В тот вечер мы ходили в кинотеатр, которого уже нет на свете. Было такое уютное заведение в центре Москвы, где показывали хронику и научно-популярное кино. Мы смотрели фильм о I конкурсе Чайковского. На сцену консерватории снова стремительно выбегал высокий, тонкий, романтичный Ван Клиберн. Его длинные нервные пальцы снова касались клавиатуры, утопали в ней, извлекая из нее слышанные-переслышанные и все же неповторимые звуки. А вот и та музыкальная фраза, на которую так удачно ложится мое имя.
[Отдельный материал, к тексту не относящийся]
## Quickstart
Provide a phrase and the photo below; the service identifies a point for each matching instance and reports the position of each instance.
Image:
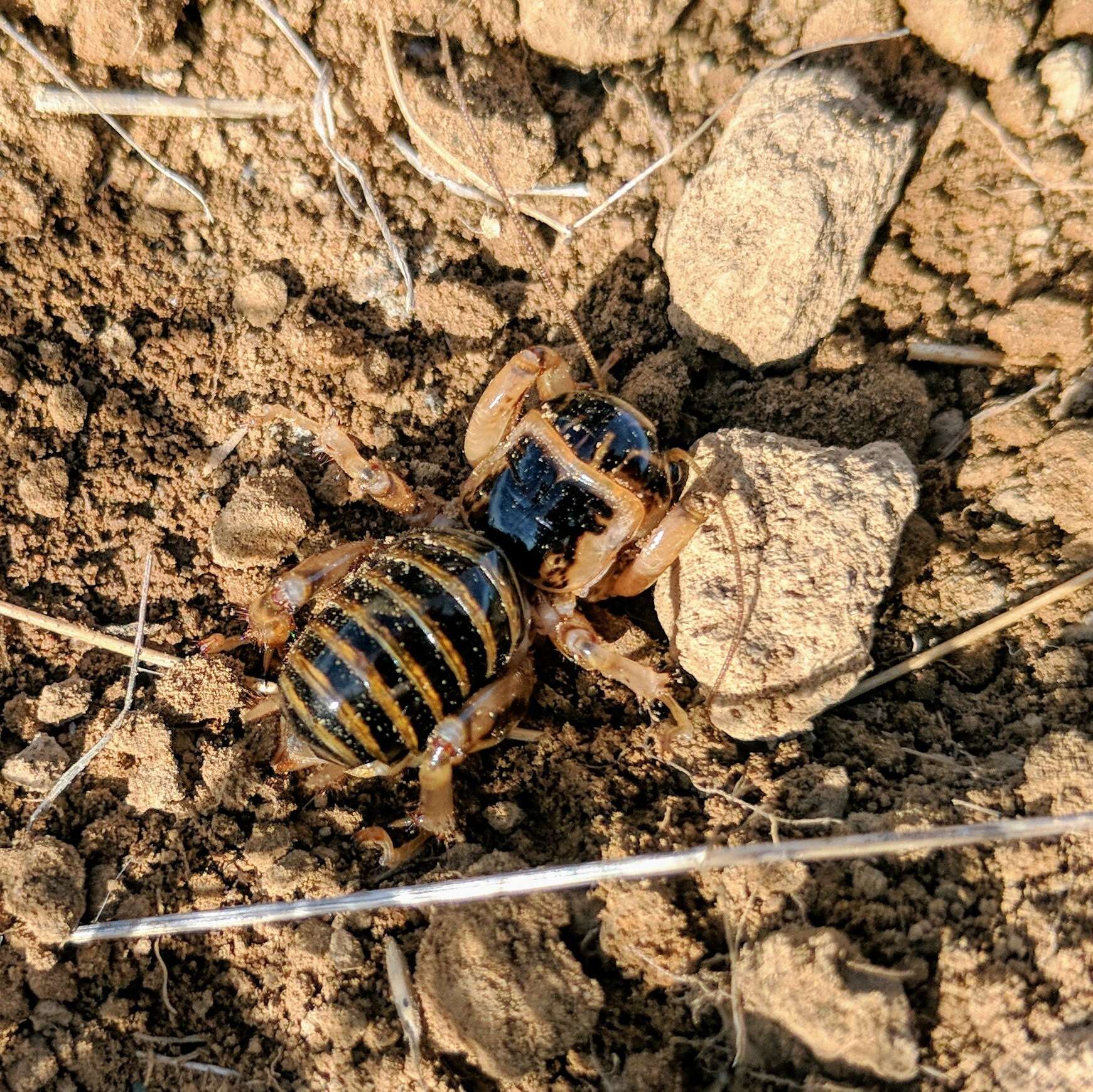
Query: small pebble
(63, 701)
(67, 407)
(43, 489)
(261, 297)
(38, 766)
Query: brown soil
(134, 336)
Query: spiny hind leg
(485, 720)
(574, 636)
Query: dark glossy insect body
(572, 486)
(426, 621)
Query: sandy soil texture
(770, 278)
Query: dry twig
(84, 760)
(530, 249)
(687, 141)
(435, 147)
(87, 636)
(571, 877)
(24, 43)
(1003, 621)
(326, 128)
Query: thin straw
(569, 877)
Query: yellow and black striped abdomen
(430, 619)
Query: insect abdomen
(407, 639)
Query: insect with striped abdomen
(421, 654)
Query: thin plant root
(434, 146)
(1003, 621)
(24, 43)
(573, 877)
(84, 760)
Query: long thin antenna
(569, 877)
(529, 246)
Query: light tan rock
(38, 766)
(799, 990)
(598, 33)
(985, 36)
(770, 238)
(820, 527)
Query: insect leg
(656, 552)
(575, 638)
(502, 402)
(367, 477)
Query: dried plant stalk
(569, 877)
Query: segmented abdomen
(426, 622)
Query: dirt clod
(43, 887)
(597, 34)
(44, 488)
(261, 297)
(65, 701)
(262, 523)
(38, 766)
(498, 985)
(854, 505)
(810, 987)
(770, 238)
(67, 408)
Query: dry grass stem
(687, 141)
(935, 352)
(60, 77)
(406, 1000)
(326, 128)
(84, 760)
(585, 875)
(1013, 150)
(153, 104)
(435, 147)
(529, 246)
(87, 636)
(1003, 621)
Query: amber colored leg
(575, 638)
(367, 477)
(656, 552)
(502, 402)
(270, 614)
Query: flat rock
(597, 33)
(38, 766)
(985, 36)
(498, 985)
(820, 527)
(65, 701)
(262, 523)
(770, 238)
(42, 881)
(810, 988)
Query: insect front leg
(270, 614)
(656, 552)
(502, 402)
(573, 634)
(367, 478)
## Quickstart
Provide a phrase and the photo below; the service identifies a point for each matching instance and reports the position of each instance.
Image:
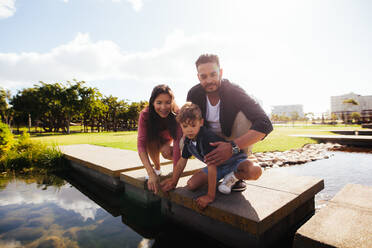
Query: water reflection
(337, 171)
(58, 216)
(42, 211)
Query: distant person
(228, 111)
(157, 129)
(197, 143)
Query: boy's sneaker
(239, 186)
(228, 181)
(157, 172)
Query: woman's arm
(153, 182)
(204, 200)
(176, 146)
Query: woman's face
(163, 105)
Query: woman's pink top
(142, 136)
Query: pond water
(72, 211)
(337, 171)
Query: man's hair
(189, 112)
(207, 58)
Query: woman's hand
(203, 201)
(168, 184)
(153, 183)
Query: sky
(280, 52)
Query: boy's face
(190, 128)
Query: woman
(157, 128)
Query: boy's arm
(171, 183)
(204, 200)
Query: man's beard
(213, 84)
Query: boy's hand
(203, 201)
(167, 184)
(220, 154)
(153, 184)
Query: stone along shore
(308, 153)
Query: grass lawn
(278, 140)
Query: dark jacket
(233, 99)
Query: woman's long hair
(156, 124)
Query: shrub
(6, 139)
(30, 155)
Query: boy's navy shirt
(202, 148)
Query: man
(228, 111)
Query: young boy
(197, 142)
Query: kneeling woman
(157, 128)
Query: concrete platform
(352, 140)
(103, 163)
(345, 222)
(136, 182)
(352, 132)
(268, 211)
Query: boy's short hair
(207, 58)
(189, 112)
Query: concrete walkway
(346, 221)
(269, 211)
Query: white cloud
(7, 8)
(267, 61)
(136, 4)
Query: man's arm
(223, 150)
(171, 183)
(204, 200)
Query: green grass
(278, 140)
(123, 140)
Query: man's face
(191, 128)
(209, 75)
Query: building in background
(343, 106)
(288, 110)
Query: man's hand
(219, 155)
(153, 183)
(203, 201)
(168, 184)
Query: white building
(288, 110)
(343, 106)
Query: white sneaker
(157, 172)
(228, 181)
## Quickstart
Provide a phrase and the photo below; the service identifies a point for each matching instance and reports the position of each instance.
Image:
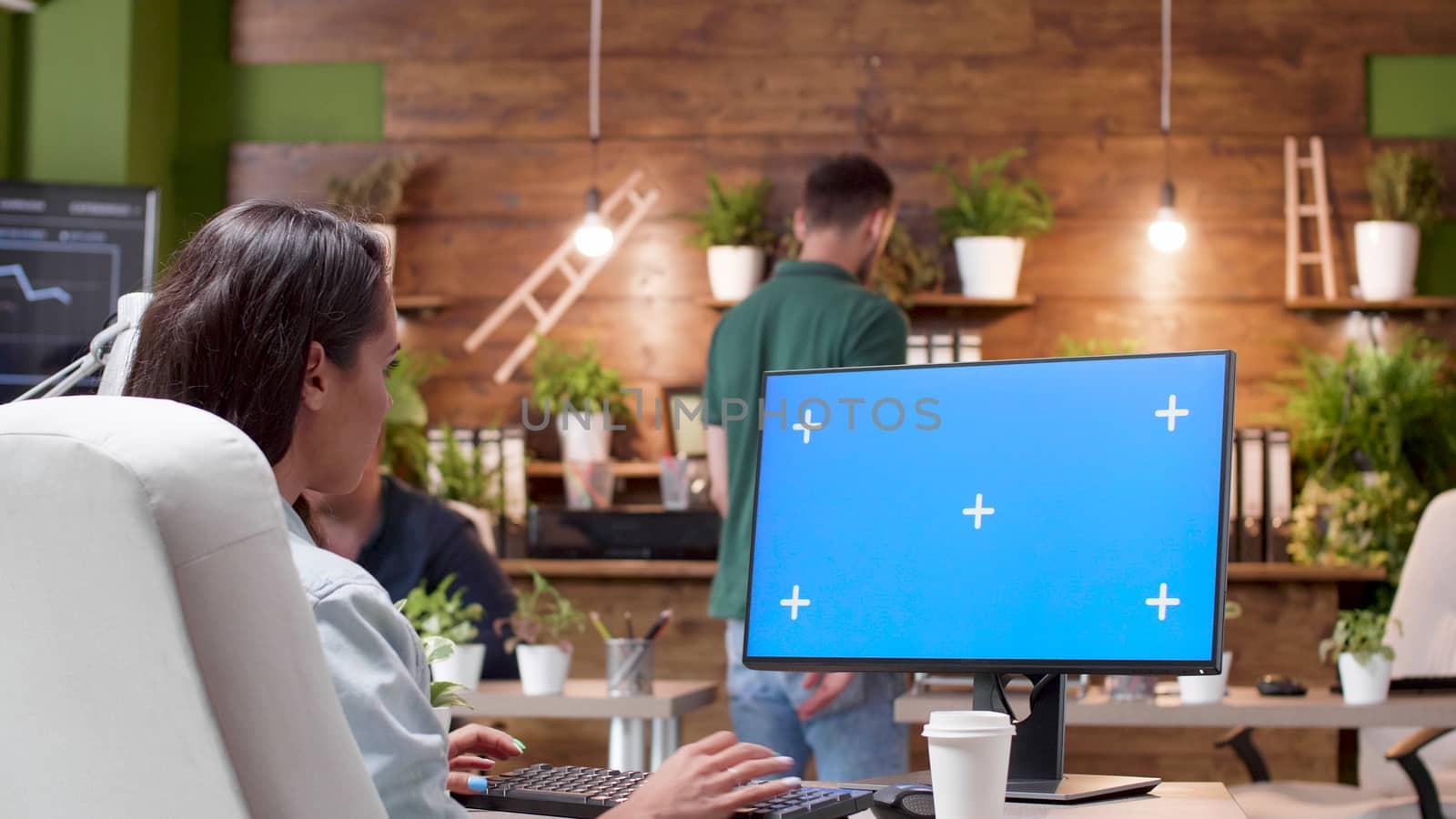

«Ты знаешь, мама наконец хочет с тобой познакомиться, — сказал мой друг, едва мы вышли на улицу. — Давай зайдем. Отсюда рукой подать». Я этого ждала и боялась. Я знала, что он живет в новом роскошном композиторском доме. Том самом, куда не так давно переехали наши с мамой давние друзья. Я бывала в их помпезной, богато обставленной квартире, которая, как небо от земли, отличалась от прежней — тесной в двухэтажной деревянной развалюхе на окраине города. Поселившись в новом доме, наши друзья изменились не меньше, чем их жилплощадь, и общаться с ними стало так же трудно, как ступать на их зеркальный паркет или сидеть за массивным столом с крахмальной скатертью. Я боялась этого дома и не доверяла ему.

«Не надо отказываться, — горячился мой друг. — Мама обидится. Зачем тебе с самого начала портить с ней отношения?» «Потом, потом», — малодушно повторяла я. Придя ко мне, он позвонил маме, сказав, что у меня страшно разболелась голова. В трубке раздался певучий громкий голос: «Пусть примет тройчатку. А ты езжай домой. Что тебе там делать, если у нее голова болит?»

Встреча состоялась через неделю. Я шла как на казнь. Знакомый переулок, знакомый дом, необъятный подъезд с важным лифтером, просторный лифт. А вот и квартира. Господи, убежать бы куда глаза глядят. Дверь открыла невысокая ухоженная женщина с яркой помадой на губах и пучком темных волос на затылке. Следом за ней вышел пожилой солидный мужчина в белой сорочке — отчим моего друга. Приветствия, улыбки, и я в гостиной, точно за таким столом, какого боялась, — массивным, с крахмальной скатертью. За чаем с пирожными идет беседа, в которой мне надо, ох как надо принять участие. Я чувствую это по умоляющим и тревожным взглядам моего друга. Наконец выдавливаю из себя фразу, которая повисает в воздухе. Нет, лучше молчать. Пусть говорят другие. Мать моего друга — профессиональный лектор. Речь ее льется легко и плавно. Разговаривая, она то смотрится в стекло стоящего напротив серванта, то улыбается мужу, который бросает на нее восхищенные взгляды. Они молодожены, и это видно.